Public holiday in Kazakhstan

Constitution Day of Kazakhstan (Note: ) is a national holiday in Kazakhstan that is celebrated annually on 15 March. It commemorates the 2026 Kazakh constitutional referendum, which adopted the current Constitution of Kazakhstan.

== Celebrations ==
There are traditionally mass festivities, concerts, parades, and fireworks on this day. The Supreme Court of Kazakhstan also conducted seminars in high schools around the country. In 2011, Kazakh pop stars such as Nagima Esqalieva, Janna Orynbasarova, as well as songs from The Beatles, and Almaty Symphony Orchestra performed for the holiday.

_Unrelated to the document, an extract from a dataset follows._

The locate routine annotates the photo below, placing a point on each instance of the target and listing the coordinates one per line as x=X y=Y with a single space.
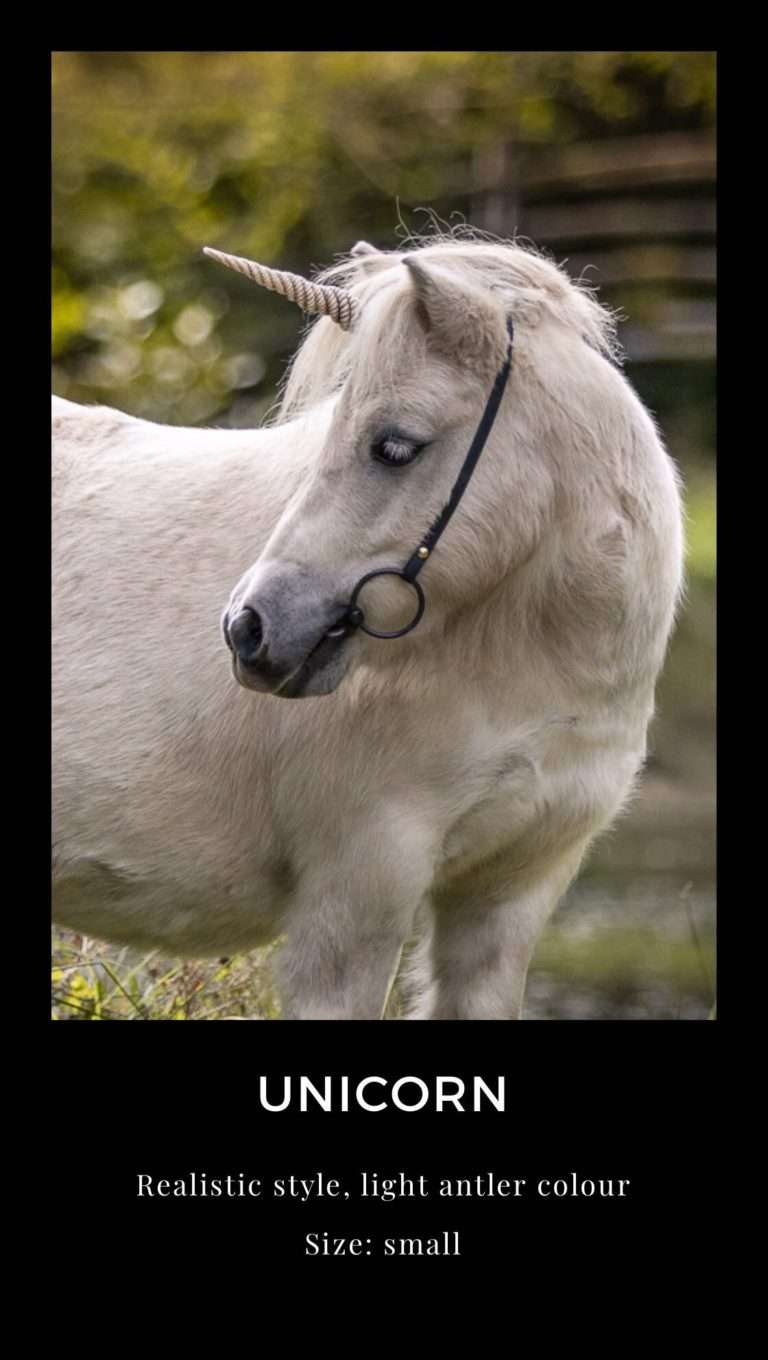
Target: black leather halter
x=355 y=618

Before 2026, Constitution Day fell on 30 August, as a commemoration of the 1995 adoption of the Kazakh Constitution.

=== Holiday parade ===
The celebrations in 2009 in honor of the 14th anniversary of the Constitution of Kazakhstan were marked the first time that there was a military procession of the armed forces in Astana, the presiding officers of which were Adilbek Jaqsybekov and Major General Nurlan Jolamanov in their positions as Minister of Defense and Vice Minister of Defense respectively. Musical accompaniment for the parade were provided musicians of the Central Military Band of the Ministry of Defense of Kazakhstan, led by Colonel Alexander Belyakov. The ceremonial crews of the Ground Forces, the Air Defense Forces and the Naval Forces, as well as units of the Ministry of Internal Affairs, the National Security Committee, the Ministry of Emergency Situations and the Republican Guard passed through Kazakh Eli Square. In 2010, a parade was held again for the 15th anniversary of the Constitution of Kazakhstan, during which females took part in the parade for the first time. At the time, Kazakhstan was the only country to hold military parade on its Constitution Day. This tradition was honored for three years, until 2012, when it was abandoned.